Im Juli 2024 übernahm Markus Bauer mit John Cater die Führung des Traditionslokals

Wasserburg – Markus Bauer war nicht nur als Unternehmer, Kommunalpolitiker und Sportfan im gesamten Stadtbild präsent, er war auch in der Kneipenszene aktiv. Im Juli 2024 übernahm er zusammen mit John Cater die Führung des traditionsreichen Lokals Café Central in der Herrengasse. Nun fehlt sein Gesicht in der Kultkneipe. Cater kann sich an den Moment genau erinnern, als er vom Tod seines Freundes erfuhr: „Ich war gerade draußen und konnte es im ersten Augenblick überhaupt nicht fassen. Dann kamen auch schon die Tränen“, erzählt er.

Engagiert und hilfsbereit
stets zur Stelle

Kennengelernt haben sich die beiden vor rund 25 Jahren, richtig eng wurde der Kontakt in den vergangenen 15 Jahren. Den Gedanken, das Central im Herzen der Altstadt zu übernehmen, auch in die Tat umzusetzen, war der letzte große Coup der beiden. Während Cater das zentrale Gesicht hinter dem Tresen bildete, hielt sich Bauer als stiller Teilhaber im Hintergrund. Trotzdem traf man ihn oft genug und stets gut gelaunt mit einem breiten Grinsen auf den Barhockern am Tresen an. Für den alteingesessenen Wasserburger war es eine „Herzensangelegenheit“, dass der Betrieb im Central weitergeht.

Persönlicher Einsatz
für den Erhalt

Dabei war es für ihn ganz selbstverständlich, dass er sich persönlich für den Erhalt einsetzt. „Markus war immer zur Stelle, wenn er gebraucht wurde. Er engagierte sich sehr für das Lokal. Ohne seine Unterstützung hätte ich das Central wohl nicht übernommen.“ John Cater betont: „Auch, wenn wir Geschäftspartner waren, in erster Linie habe ich einen sehr guten Freund verloren.
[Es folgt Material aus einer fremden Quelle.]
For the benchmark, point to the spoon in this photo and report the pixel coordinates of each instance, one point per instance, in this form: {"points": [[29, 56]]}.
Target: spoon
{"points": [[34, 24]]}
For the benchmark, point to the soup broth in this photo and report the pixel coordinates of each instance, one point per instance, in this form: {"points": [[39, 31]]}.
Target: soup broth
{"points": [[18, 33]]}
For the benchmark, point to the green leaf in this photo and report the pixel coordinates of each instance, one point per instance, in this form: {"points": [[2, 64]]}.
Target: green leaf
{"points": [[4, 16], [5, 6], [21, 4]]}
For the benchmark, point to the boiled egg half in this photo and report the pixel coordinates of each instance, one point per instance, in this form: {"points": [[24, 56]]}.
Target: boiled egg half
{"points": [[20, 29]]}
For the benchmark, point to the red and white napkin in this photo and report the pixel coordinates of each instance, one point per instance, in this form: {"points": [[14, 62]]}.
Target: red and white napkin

Wir waren viel unterwegs, auf den Festen in der ganzen Stadt, auf Konzerten, beim Essen – da hängen unzählige Erinnerungen dran. Ich konnte mit ihm über alles reden. Er hatte immer ein offenes Ohr und das beruhte natürlich auf Gegenseitigkeit. Dieses Freundschaftsband ist über die Jahre stärker geworden.“

Markus Bauer fehlt nicht nur in seiner Familie bei Frau und Sohn, im Unternehmen, in Vereinen und überall, wo er sich mit Leib und Seele engagierte – auch die Mitarbeiter im Café Central trauern um ihn. Erinnerungen an spaßige Zeiten werden wach, wie der Team-Ausflug auf das Wasserburger Frühlingsfest oder die Faschingsgaudi am unsinnigen Donnerstag in der Altstadt. Groß ist auch die Anteilnahme der Gäste: „So viele Umarmungen habe ich in meinem ganzen Leben nicht erhalten“, erklärt Cater. Der plötzliche Tod von Markus Bauer mit nur 58 Jahren ist natürlich überall ein Thema. Cater fällt es schwer zu realisieren, dass er zu künftigen Bingoabenden nicht mehr mit seinem Köfferchen zu ihnen stößt und mit seinen Freunden einen geselligen Abend verbringt. „Er war bodenständig und hatte immer einen lustigen Spruch auf Lager. Man kannte ihn einfach in Wasserburg. Markus hinterlässt ein riesiges Loch – und auch ich fühle mich erschöpft und leer, so wie sicherlich alle anderen auch, die ihn als Menschen schätzten“, sagt John mit gesenktem Blick.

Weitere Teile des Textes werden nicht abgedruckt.